1957

Fort mit „totem Ballast“!

Südwestdeutsche Sozialdemokraten unterwegs nach Godesberg

Trotz ihrer staatstragenden Haltung und ihres Einsatzes für die Interessen der „kleinen Leute“ gilt die SPD in weiten Kreisen der deutschen Bevölkerung noch immer – wie schon zu Bebels Zeiten – als ein umstürzlerischer Haufen ebenso gott- wie vaterlandsloser Gesellen, und eine vielfach infame CDU-Propaganda schürt zusätzlich Ressentiments. Das geltende Parteiprogramm von 1925, in dem in altbewährter Tradition der Befreiungskampf der Arbeiterklasse und die Vergesellschaftung der Produktionsmittel postuliert werden, leistet den Vorbehalten durchaus Vorschub. Wen wundert’s also, wenn die SPD auf Bundesebene, aber auch und gerade in stark agrarisch und konfessionell geprägten Bundesländern wie Baden-Württemberg von der CDU abgehängt wird? 

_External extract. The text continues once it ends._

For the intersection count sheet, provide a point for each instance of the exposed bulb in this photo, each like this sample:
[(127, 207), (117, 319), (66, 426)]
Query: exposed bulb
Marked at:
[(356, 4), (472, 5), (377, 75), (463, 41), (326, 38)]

Vor diesem Hintergrund sind es nicht zuletzt zwei Männer aus dem südwestdeutschen Landesverband, die auf den Wandel der SPD zu einer linken Volkspartei drängen: Carlo Schmid und der ehemalige südwürttembergische Landrat Fritz Erler, der wie Schmid seit 1949 dem Deutschen Bundestag angehört und sich rasch als außen- und verteidigungspolitischer Experte seiner Partei profiliert hat. Schon nach der verlorengegangenen Bundestagswahl des Jahres 1953 hat Schmid öffentlich gefordert, die SPD müsse sich von „totem Ballast“ befreien und sich von einer „Weltanschauungspartei“ zu einer „echten Volkspartei“ wandeln. Ähnlich hat auch Erler postuliert, die SPD müsse sich zu einer „großen Partei der Linken schlechthin“ transformieren und die Bundesrepublik aktiv in sozialdemokratischem Sinne gestalten. 

Das tradierte Arbeitermilieu und mit ihm die sozialdemokratische Subkultur beginnen ohnehin längst aufzubrechen. Alte Bindungen lösen sich, gleichzeitig ist die SPD offener geworden – abzulesen etwa an der Tatsache, dass sich ein wachsender Teil ihrer Funktionsträger aus Akademikern rekrutiert, die vielfach keine proletarischen Wurzeln haben. Dass darüber hinaus Partnerschaften und Bündnisse möglich sind, die einstmals undenkbar waren, erweist etwa die so genannte „Paulskirchenbewegung“ des Jahres 1955, die SPD, DGB und große Teile der evangelischen Kirche im antimilitaristischen Protest und im Kampf um die deutsche Wiedervereinigung eint und damit einen Vorgeschmack auf die spätere Kampagne „Kampf dem Atomtod!“ bietet. 

Das niederschmetternde Ergebnis der Bundestagswahl vom September 1957, bei der die CDU die absolute Mehrheit erringt und die SPD mit mehr als 18 Prozent Abstand hinter sich lässt, gibt den Reformern in der Partei endgültig Auftrieb. Schon bald darauf gelingt es Erler, Schmid und ihrem neuen Mitstreiter Herbert Wehner, in den Bonner Fraktionsvorstand einzuziehen und damit strategisch wichtige Positionen zu besetzen. Drängender noch als eine Revision des überholten Parteiprogramms steht aus ihrer Sicht allerdings eine grundlegende Parteireform auf der Agenda, die den Einfluss der Funktionäre alten Kalibers zurückdrängt. In regelmäßigen Viererrunden mit ihrem einstigen Fraktionskollegen Willy Brandt entwerfen die drei Strategien für den Weg der SPD zu einer modernen Volkspartei.